The caller was probably only a double-glazing salesman. Femur’s officers had been checking the tape every day, just as they had collected Kara’s mail to read, but so far there hadn’t been anything useful in any of it. The machine clicked and there was silence, presumably as her message was played to the caller, and then a strong, masculine, American voice: ‘Kara? It’s me. Great news! I am coming over to the UK again next week. I should hit Heathrow Tuesday at ten after six. I’ll call you from the airport and come straight on over unless I hear. I got your letter, honey, I just haven’t had a moment to answer. There’s so much I have to say. I wish you were there. Goddam, I’m missing you. Sorry I couldn’t call before, or even write. It’s been hell here with Mandy and the kids. I can only call from the office now, and even there it’s hard. She has spies everywhere. She can’t wait to get me out of the house, but her attorneys are nailing me to the floor, and my people don’t want me to give them any ammunition – like you. I can’t wait till it’s over and we can be together. If there’s a problem about Tuesday, will you call the hotel and leave a message? I …’

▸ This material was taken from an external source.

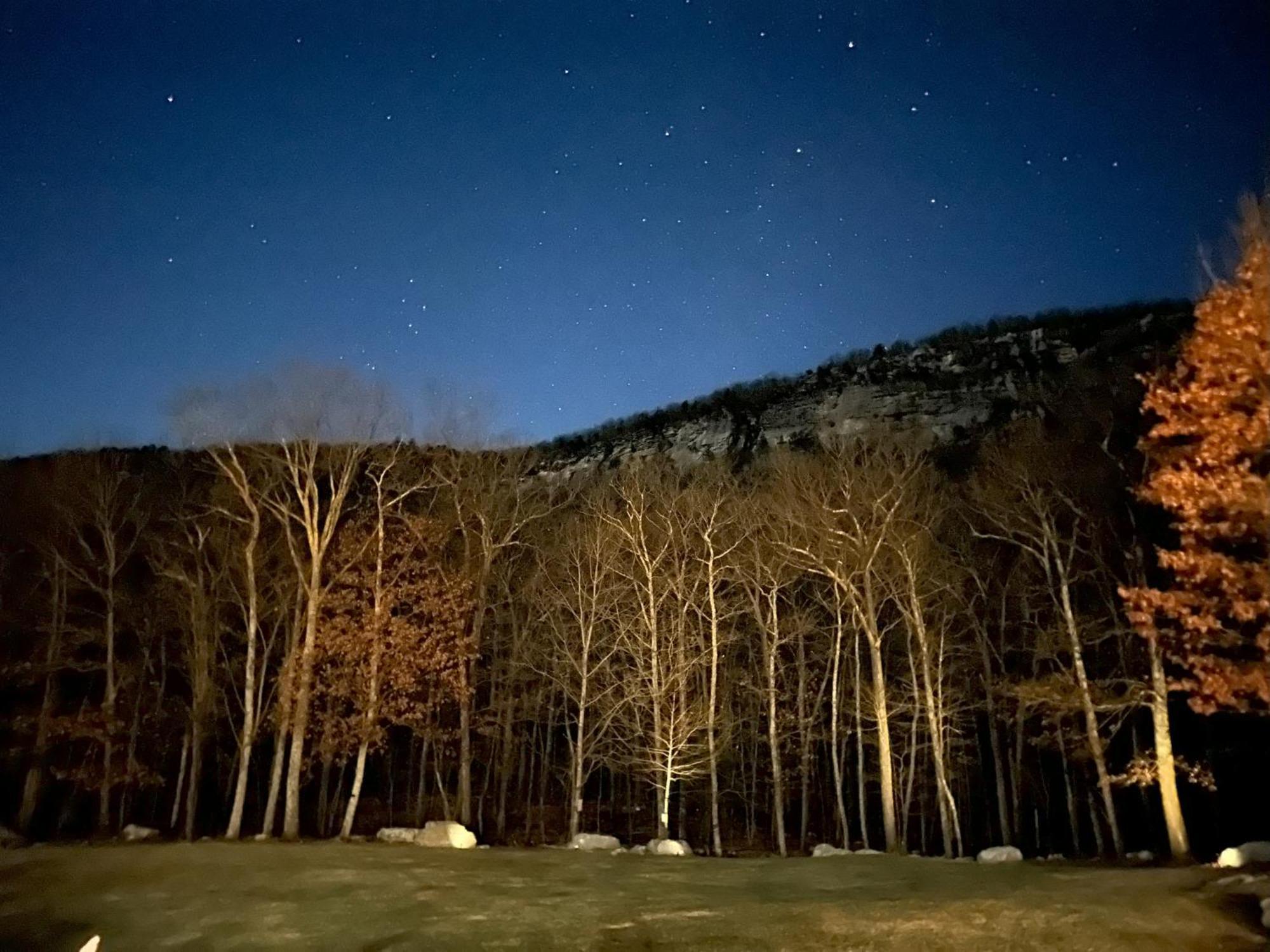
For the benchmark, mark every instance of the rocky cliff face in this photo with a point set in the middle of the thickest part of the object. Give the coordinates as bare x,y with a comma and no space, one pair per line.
951,389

Moving slowly and with an effort, as though the air was resistant, almost viscous, Bill Femur reached out his right hand to pick up the phone.

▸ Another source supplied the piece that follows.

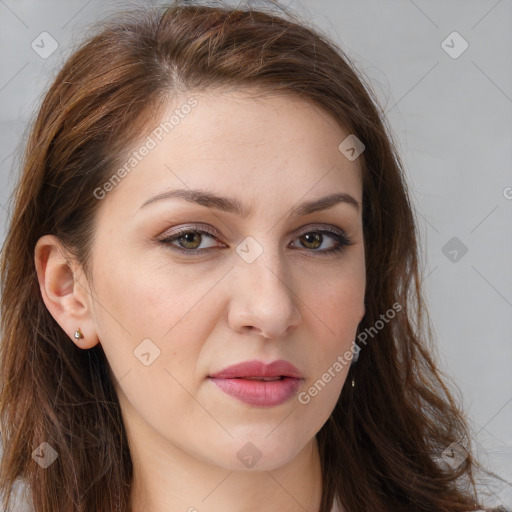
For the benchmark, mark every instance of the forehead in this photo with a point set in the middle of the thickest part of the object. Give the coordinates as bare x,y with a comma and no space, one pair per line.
278,147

‘Good evening. This is Chief Inspector William Femur of the Metropolitan Police.’
‘What? Who?’ The pleasantly deep voice had sharpened, but
with suspicion not fear. ‘Why’re you picking up Kara’s calls?’
‘There’s been a serious crime in the area. Who am I speaking to?’
‘My name’s Dale Waters. How serious? Is Kara OK? What’s happened?’
‘I regret to have to inform you, Mr Waters, that Ms Huggate is dead.’
‘What?’ he said, in an explosion that sounded as though he’d been punched in the gut. ‘What happened?’
‘When did you last see her, sir?’ Femur asked, letting some sympathy leak into his voice, but not very much because he was so angry with his team for failing to find this Dale Waters, and with the man himself for being so secretive.
‘Tuesday of the week before last. How’d she die? Goddammit, man, tell me what happened! She was my –’
‘She was murdered, sir. What time did you leave her?’
‘Murdered?’
Femur sighed. He felt sorry for the man – if he was innocent – but they had to move the conversation on.
‘Yes, sir, murdered. Now, will you please tell me what time you saw her that Tuesday?’
‘We spent the evening together in her cottage, then I drove to the airport, Heathrow, slept at the Balkan Hotel there –’
‘What time did you get to the hotel?’
‘About midnight, I guess, having left her around eleven fifteen, maybe eleven thirty.’
‘Is there any way of confirming that?’
‘You mean she died that night, after I left?’
‘That’s what we’re trying to establish. She was found on the Wednesday morning by her cleaner. We have to establish the latest time she was seen alive.’
‘I can see that. But I guess I don’t have any witnesses to offer. There was a receptionist on duty at the hotel, but she wouldn’t remember me. I didn’t talk to her. They have keycards so I didn’t ask for a key from the desk. And I didn’t call anyone from my room. I took a shower and went to bed, then caught the first plane out – back to Boston – Wednesday. How’d he kill her?’